Chainoth, my assertion is based on history of science, more than science per se.
Just a couple of decades ago we all knew that the universe's expansion was slowing down. My old GR textbook devotes one sentence to the cosmological constant: assumes it's 0, admits it might not be. It then examines the 3 possibilities, k=-1, 0 or 1, for many pages: closed, asymptotically flat or open universe. The last, leading to heat death; the first, to the big crunch.
Then in 1998 studies of Type 1 Supernovae led to the current view that expansion is accelerating, as we all know. Don't get me wrong: I accept this finding; but feel it's provisional. It depends on hard-to-know assumptions: that the supernovae have the same light curve in early universe and that distance / age estimates are correct, within something like 5%; and others. I know that the astronomers involved give it 5 sigma confidence (or so) - and they're right, given their assumptions. But such results can easily change in the light of new information.
Some examples:
Just 3 days ago astronomers decided that a class of spiral galaxies (the "outrageously" luminous spirals) are at only 4 billion LY, not twice that! What are the chances that the supernovae estimated distances / ages are off by a few percent?
Recently LUX failed to find DM. The best physicist I ever knew - at the top of the field - told me in 2011, "If there's Dark Matter to find, LUX will find it!" (He was in charge of the North American effort). Admittedly if he were alive today he wouldn't actually give up on DM, just admit he was wrong about LUX. Still, I remember when we thought DM was probably brown dwarfs (undetectable by the technology of that era). 40 years of watching absolute certainty in physics turn into admission of defeat prompts me to take a wait-and-see attitude. If DM doesn't exist (remember aether!) all these expansion-of-the-universe calculations are thrown off.
Then there's galactic formation: everyone knew it must have taken 4 billion years, not long ago. Every time a new telescope sees deeper, they see more galaxies: now we're down to 400 million. What will the James Webb find? I'm certain of only one thing: it will find surprises.
Going back farther, Lord Kelvin - remembered today as a fool, for not seeing radioactivity, relavitity, and QM when it was right under his nose - was, in fact, one of the most brilliant physicists ever. If a man like that can miss things, so can we.
On the other hand, there have been great triumphs recently like the Higgs boson and gravitational waves. Higgs was very much against my expectations (I bet against it one year before it was found.) I remember when it was respectable to doubt Black Holes; that's no longer the case. The accuracy of physicists' theoretical predictions has often amazed me; it's incredibly gratifying to watch the steady accumulation of knowledge, much of it science-fiction just 4 decades ago, beyond doubt today. But I don't, yet, put accelerated expansion in that category.
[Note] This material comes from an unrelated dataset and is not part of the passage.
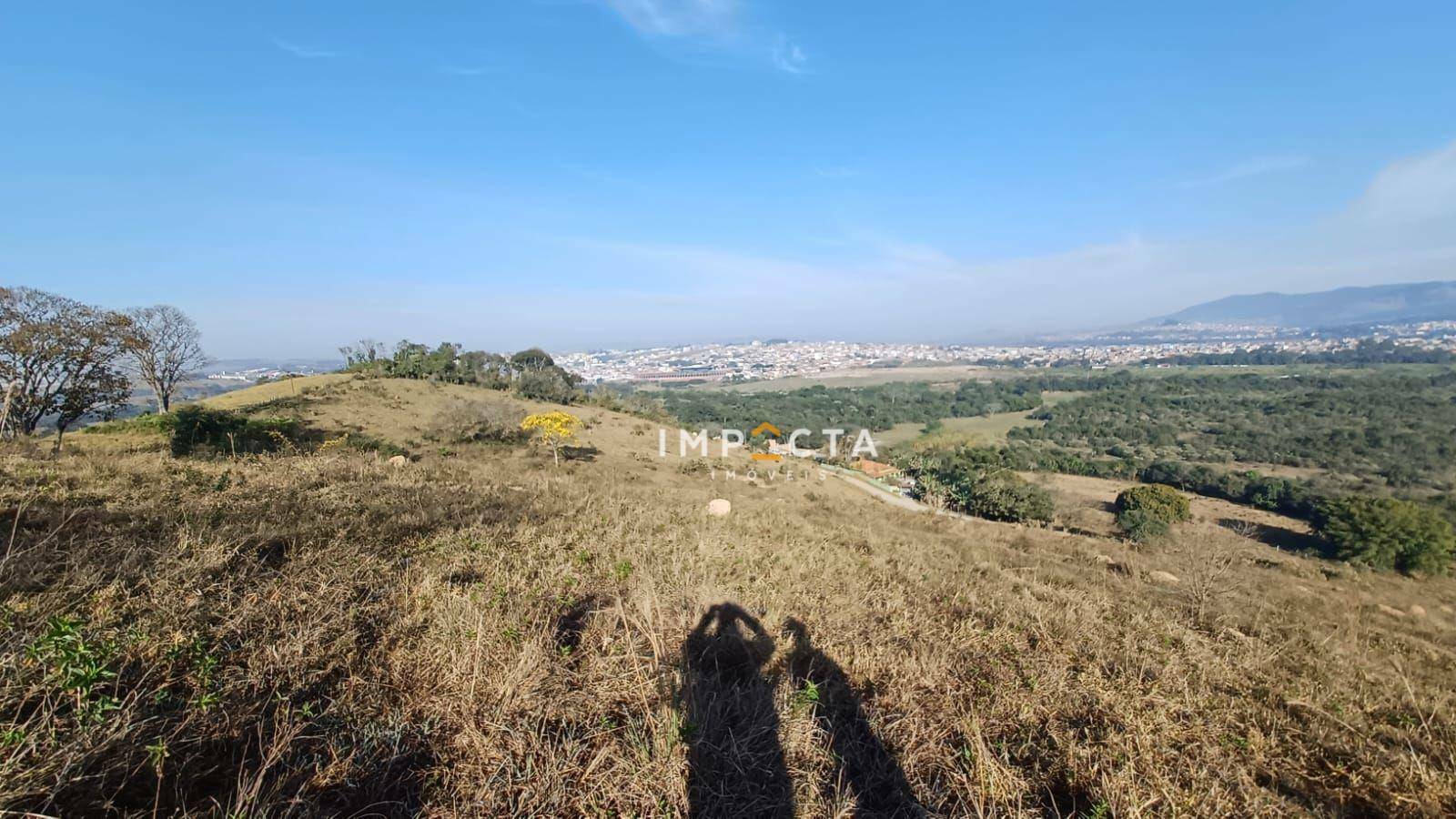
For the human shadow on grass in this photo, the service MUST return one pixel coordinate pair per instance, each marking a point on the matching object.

But - let's assume it's perfectly correct. Alright, for 7 billion years expansion decelerated, then accelerated. What will happen 7 billion years from now? Might it decelerate again? Who knows? I can't believe that in that distant future, whatever strange intergalactic beings the human race has become will say to each other: "Darn it, those guys in the 21st century knew everything! Nothing left for us to discover!"
We don't even have a complete quantum gravity, and yet we're certain we know what happens 7 billion years, even 100 billion, from now - When not 20 years ago our ideas were upended.
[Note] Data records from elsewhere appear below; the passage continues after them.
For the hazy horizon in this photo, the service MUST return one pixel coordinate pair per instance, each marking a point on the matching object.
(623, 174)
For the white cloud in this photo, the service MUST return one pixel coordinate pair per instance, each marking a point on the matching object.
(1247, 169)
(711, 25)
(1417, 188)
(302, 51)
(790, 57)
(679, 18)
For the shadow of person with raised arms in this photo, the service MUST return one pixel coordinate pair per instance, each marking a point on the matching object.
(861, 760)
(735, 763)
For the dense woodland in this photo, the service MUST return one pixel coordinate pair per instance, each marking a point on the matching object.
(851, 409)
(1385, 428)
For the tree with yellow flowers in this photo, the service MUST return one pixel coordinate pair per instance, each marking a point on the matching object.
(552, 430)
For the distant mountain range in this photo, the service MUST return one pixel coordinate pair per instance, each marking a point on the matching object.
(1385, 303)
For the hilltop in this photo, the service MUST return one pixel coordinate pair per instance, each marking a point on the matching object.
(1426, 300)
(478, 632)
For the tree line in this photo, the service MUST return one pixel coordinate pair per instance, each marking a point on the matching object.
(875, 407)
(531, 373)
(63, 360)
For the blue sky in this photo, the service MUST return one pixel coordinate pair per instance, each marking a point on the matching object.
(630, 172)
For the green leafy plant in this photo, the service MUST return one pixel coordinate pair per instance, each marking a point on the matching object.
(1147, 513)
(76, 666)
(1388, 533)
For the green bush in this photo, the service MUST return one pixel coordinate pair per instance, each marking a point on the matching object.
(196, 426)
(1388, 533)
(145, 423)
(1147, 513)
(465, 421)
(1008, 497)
We've gotten a very obscure look at MWBR from one point in space-time (here, today). Those future beings will have viewed it with resolution 10^whatever, from different galaxies over billions of years. Any possibility they come to different conclusions, when their database is something like 10^30 greater than ours? We're comparable to cavemen striking flint to make fire, and "knowing" how the sun works.
NOTE - I wrote the above, put it aside. Then, found talk in another post about MWBR strangely aligning with our solar system! May mean nothing at all; may mean we misunderstand MWBR. Unwarranted faith in tenuous theories can cause more problems than it solves. Have theories; but don't have faith.
"It is a capital mistake to theorize before one has data. Insensibly one begins to twist facts to suit theories, instead of theories to suit facts.” - A. Conan Doyle
As I say: this is not about science per se, but science history, and common sense. It's not about denying new discoveries, but rejecting hubris and keeping an open mind.
Thanks for the opportunity to clarify my statement!